Donkere grens, die in mij de aarde van de hemel scheidt. Gespleten rotsen, sterk genoeg om ginds mijn huis te dragen, maar hier de tweedeling van mijn ziel verbeelden. De barst die geen licht, maar donker binnenlaat. Bron van mijn angst, alsof ik nooit in de verte tuur, maar altijd terug de diepte in.
De dood, die mij vanuit de diepte terug in de ogen kijkt. Mij achtervolgt, tegemoet treedt. Ik ben alleen, heb angst, en ben toch onbevreesd. Hij speelt in op mijn laatste zwakte; zoals ook mijn vijand doet.

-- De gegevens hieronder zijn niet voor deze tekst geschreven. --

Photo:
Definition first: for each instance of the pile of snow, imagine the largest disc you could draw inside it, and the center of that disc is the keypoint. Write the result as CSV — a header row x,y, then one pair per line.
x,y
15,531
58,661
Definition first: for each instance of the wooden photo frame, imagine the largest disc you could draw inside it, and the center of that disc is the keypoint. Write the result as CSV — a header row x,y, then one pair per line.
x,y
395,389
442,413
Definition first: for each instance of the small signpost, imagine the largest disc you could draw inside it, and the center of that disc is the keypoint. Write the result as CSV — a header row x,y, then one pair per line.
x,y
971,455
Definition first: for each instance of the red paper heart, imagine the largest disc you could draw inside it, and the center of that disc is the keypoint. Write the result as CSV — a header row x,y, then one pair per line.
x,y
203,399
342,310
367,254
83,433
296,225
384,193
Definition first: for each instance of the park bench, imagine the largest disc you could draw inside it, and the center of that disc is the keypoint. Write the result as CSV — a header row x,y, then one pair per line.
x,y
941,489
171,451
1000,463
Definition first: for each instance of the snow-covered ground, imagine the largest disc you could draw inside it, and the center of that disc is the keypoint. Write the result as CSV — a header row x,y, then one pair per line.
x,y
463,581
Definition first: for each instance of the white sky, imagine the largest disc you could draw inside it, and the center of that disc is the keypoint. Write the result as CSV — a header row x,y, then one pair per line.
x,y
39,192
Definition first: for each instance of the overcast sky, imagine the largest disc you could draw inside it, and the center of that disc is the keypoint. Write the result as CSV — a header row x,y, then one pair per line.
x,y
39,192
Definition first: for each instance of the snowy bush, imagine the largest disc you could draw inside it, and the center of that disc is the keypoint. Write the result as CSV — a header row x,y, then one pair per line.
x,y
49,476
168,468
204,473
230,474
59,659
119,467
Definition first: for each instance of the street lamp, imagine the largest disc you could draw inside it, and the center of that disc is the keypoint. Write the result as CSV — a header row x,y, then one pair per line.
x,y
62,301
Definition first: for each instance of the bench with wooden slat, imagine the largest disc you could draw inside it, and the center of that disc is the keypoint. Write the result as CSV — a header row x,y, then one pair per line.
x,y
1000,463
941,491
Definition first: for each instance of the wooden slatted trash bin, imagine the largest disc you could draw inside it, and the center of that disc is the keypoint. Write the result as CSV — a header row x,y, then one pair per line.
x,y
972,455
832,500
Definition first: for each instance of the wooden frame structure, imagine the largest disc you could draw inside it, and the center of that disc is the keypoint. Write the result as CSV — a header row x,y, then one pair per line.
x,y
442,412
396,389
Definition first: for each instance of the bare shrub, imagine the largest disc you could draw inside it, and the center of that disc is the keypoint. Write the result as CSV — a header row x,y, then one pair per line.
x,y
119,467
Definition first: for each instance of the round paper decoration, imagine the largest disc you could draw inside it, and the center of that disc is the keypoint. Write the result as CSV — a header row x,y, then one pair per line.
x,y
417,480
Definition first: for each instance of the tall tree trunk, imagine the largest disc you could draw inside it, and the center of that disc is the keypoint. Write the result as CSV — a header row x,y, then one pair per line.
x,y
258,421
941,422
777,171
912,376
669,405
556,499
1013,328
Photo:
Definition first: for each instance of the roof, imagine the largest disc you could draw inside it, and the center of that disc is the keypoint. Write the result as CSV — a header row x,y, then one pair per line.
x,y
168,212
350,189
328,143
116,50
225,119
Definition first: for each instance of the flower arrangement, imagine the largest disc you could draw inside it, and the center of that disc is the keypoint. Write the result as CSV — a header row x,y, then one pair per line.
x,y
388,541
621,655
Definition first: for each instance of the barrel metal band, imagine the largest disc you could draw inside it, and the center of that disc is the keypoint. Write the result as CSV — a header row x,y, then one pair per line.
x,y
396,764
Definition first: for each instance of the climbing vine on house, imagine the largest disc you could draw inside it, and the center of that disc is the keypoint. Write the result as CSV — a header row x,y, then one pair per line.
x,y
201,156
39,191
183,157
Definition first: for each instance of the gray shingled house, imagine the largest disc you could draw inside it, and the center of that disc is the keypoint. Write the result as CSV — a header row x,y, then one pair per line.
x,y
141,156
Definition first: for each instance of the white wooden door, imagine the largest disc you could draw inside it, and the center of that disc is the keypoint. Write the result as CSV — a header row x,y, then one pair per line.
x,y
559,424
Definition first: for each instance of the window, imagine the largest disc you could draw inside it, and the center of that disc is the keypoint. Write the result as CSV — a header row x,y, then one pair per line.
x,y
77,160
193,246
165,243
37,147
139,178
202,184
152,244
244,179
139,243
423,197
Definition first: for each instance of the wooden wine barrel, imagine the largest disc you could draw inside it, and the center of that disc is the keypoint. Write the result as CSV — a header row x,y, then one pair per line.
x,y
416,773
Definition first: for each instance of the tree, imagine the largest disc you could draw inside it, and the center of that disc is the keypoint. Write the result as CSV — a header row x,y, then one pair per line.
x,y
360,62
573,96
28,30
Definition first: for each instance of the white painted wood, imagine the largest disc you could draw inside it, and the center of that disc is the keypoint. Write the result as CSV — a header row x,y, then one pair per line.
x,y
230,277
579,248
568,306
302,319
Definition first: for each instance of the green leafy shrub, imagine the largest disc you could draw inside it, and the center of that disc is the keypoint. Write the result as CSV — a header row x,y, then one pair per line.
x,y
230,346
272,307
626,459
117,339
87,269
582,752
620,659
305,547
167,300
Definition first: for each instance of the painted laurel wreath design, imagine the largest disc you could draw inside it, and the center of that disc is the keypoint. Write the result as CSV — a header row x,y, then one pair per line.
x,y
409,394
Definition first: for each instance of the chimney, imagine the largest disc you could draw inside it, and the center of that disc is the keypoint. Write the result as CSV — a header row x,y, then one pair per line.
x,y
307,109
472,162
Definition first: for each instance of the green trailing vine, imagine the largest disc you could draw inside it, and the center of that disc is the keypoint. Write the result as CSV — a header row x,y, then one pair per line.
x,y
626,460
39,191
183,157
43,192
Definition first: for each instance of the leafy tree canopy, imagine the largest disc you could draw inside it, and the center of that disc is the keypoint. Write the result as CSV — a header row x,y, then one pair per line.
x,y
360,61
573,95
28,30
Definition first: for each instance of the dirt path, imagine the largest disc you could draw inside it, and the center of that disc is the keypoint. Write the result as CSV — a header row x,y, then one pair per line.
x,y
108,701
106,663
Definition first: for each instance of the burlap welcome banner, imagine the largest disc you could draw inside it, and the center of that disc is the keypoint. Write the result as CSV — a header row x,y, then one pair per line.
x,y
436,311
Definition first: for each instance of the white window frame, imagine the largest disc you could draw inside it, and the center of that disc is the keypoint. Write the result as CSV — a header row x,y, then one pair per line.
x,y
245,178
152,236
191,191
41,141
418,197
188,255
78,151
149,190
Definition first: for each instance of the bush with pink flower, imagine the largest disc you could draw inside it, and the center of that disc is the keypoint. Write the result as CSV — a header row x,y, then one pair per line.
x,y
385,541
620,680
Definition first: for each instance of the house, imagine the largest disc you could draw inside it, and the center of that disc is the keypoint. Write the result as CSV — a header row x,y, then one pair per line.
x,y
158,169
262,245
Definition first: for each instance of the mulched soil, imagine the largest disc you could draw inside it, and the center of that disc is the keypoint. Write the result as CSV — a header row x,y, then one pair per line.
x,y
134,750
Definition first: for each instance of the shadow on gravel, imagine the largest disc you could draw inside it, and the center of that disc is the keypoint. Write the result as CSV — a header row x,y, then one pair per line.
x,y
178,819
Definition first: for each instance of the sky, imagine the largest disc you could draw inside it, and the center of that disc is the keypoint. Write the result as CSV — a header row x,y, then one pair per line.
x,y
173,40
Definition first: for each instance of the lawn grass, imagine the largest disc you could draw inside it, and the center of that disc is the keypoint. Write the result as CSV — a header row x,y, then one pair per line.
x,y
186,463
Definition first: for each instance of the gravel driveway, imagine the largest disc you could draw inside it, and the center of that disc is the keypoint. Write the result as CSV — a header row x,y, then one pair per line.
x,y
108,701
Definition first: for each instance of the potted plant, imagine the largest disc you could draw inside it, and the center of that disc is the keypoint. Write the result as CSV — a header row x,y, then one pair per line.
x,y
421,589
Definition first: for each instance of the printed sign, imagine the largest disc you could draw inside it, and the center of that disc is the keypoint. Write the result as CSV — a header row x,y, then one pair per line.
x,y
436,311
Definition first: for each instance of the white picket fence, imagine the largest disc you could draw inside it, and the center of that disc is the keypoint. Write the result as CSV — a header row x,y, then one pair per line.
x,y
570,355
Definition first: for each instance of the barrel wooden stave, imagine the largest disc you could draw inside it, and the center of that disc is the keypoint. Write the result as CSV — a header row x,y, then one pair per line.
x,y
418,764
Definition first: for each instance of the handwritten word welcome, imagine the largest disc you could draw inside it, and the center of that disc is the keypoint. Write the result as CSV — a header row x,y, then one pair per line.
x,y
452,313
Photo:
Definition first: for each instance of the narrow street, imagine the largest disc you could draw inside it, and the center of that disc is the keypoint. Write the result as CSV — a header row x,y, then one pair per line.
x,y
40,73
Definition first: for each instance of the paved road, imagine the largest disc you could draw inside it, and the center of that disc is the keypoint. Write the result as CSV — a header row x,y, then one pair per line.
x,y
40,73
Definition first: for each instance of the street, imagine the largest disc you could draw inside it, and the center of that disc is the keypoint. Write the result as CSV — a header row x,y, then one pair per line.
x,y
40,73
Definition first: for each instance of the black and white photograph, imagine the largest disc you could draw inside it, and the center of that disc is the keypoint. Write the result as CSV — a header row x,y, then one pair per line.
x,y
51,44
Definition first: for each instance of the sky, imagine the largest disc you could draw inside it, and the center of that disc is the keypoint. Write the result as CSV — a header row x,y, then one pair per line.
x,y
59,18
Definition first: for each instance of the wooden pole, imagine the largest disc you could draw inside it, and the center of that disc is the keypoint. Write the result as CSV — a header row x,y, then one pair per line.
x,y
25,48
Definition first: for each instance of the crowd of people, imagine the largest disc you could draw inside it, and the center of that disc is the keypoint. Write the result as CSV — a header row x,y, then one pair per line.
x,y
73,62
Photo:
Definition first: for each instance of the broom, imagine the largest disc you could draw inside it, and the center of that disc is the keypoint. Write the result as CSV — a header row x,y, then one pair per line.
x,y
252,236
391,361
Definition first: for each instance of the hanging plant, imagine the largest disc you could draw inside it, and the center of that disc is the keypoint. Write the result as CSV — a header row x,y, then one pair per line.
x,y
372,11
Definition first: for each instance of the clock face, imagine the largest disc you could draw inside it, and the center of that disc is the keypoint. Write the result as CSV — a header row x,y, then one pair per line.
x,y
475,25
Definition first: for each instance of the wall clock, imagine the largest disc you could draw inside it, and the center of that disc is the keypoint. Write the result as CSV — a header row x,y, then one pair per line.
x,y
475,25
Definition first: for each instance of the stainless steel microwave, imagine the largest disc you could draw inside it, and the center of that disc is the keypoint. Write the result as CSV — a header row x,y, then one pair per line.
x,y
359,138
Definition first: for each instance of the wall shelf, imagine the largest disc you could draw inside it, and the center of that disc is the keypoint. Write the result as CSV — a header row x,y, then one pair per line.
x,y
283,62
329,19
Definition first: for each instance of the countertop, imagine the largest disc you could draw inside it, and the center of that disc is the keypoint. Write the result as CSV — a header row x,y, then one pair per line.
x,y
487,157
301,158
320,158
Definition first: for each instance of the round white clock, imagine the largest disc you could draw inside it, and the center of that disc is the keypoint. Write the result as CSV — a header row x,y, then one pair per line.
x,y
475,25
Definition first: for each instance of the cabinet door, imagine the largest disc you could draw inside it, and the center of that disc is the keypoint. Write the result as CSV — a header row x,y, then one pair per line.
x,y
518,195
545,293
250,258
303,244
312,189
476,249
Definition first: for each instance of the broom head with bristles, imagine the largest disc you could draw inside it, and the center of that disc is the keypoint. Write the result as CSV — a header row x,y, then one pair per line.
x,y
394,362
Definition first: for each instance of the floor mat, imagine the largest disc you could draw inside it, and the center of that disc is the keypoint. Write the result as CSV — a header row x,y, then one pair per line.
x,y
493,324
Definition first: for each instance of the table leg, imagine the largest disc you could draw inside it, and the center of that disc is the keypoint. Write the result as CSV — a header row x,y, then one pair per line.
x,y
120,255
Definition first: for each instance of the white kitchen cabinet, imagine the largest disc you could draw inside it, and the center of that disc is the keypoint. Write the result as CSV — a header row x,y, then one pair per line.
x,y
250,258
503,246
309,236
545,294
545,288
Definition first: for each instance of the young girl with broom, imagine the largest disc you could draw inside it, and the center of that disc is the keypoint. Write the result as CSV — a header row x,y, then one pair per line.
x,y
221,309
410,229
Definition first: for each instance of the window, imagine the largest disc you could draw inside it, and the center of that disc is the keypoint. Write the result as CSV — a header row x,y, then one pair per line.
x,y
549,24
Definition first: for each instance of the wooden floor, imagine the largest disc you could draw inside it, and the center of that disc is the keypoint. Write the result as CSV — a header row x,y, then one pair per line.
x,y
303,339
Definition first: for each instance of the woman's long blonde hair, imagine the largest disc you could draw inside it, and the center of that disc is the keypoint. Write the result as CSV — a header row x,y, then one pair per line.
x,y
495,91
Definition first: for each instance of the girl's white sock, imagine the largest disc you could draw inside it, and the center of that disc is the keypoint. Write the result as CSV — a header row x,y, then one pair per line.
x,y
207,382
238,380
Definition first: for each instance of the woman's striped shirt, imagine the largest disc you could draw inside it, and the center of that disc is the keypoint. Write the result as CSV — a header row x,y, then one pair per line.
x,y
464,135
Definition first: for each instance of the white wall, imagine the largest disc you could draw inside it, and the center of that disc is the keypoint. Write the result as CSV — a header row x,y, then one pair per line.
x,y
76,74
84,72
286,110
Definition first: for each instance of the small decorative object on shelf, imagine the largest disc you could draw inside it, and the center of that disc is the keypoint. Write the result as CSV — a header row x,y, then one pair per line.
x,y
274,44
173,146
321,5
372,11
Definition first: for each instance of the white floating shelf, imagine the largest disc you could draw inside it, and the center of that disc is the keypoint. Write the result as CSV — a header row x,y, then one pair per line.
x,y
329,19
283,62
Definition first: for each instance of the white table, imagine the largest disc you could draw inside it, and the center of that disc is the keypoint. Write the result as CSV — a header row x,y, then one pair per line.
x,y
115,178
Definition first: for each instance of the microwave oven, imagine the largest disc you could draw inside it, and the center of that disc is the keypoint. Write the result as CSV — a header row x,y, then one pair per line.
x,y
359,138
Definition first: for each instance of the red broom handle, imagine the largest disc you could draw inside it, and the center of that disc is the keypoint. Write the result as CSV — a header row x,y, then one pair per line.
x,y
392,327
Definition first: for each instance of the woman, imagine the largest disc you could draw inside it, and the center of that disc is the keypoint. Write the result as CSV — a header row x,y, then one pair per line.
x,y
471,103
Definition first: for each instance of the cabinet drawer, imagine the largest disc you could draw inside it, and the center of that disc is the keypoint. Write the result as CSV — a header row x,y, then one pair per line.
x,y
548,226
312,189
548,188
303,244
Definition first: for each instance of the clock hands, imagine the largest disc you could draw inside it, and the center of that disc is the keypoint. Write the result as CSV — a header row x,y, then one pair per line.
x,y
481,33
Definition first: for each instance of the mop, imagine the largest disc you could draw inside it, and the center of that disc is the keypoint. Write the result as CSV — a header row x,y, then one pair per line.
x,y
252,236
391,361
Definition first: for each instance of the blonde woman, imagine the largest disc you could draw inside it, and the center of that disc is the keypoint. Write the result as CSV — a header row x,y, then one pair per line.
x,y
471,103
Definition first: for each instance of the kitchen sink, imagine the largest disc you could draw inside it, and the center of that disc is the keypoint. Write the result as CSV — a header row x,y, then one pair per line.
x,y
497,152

De grens die mij van mijn lief zal scheiden, maar hem, zonder dat er tijd verstrijkt, vervolgens tot koning maakt, en mij tot koningin. We wonen daar, achter die grens, op die grens, die ons huis draagt. Nu al. In een eeuwig land.
Zo dichtbij, en zo ver weg. Als ik de barst in de rots volg kom ik thuis; zonnestralen verlichten hagelwitte muren; het is het kasteel van Clervaux. De familie van de mensheid heet me welkom. Wie ooit leefde, leeft nu nog. Ik zie de groene stof van mijn jurk wapperen, kinderen rennen naar me toe.
De man met de fluit, draagt geen wapens, hij draagt gedichten voor. De kinderen mogen hem. Zij zullen weten: als het laatste uur slaat, en de lucht donker kleurt, speelt hij het melodietje van hoop en vrede.
Nu nog laat deze barst het donker binnen. Maar over een tijdje, is deze barst met dezelfde zonnestralen verlicht. Dan zal in mij de aarde met de hemel verbonden zijn, staan de bloemen klaar, en woon ik daarbovenop, in een huis van eeuwigheid.
Mijn lief vindt mij, op elk ogenblik van tijd. Als ik mij omdraai, hier. En als ik mijn ogen sluit, ook daar.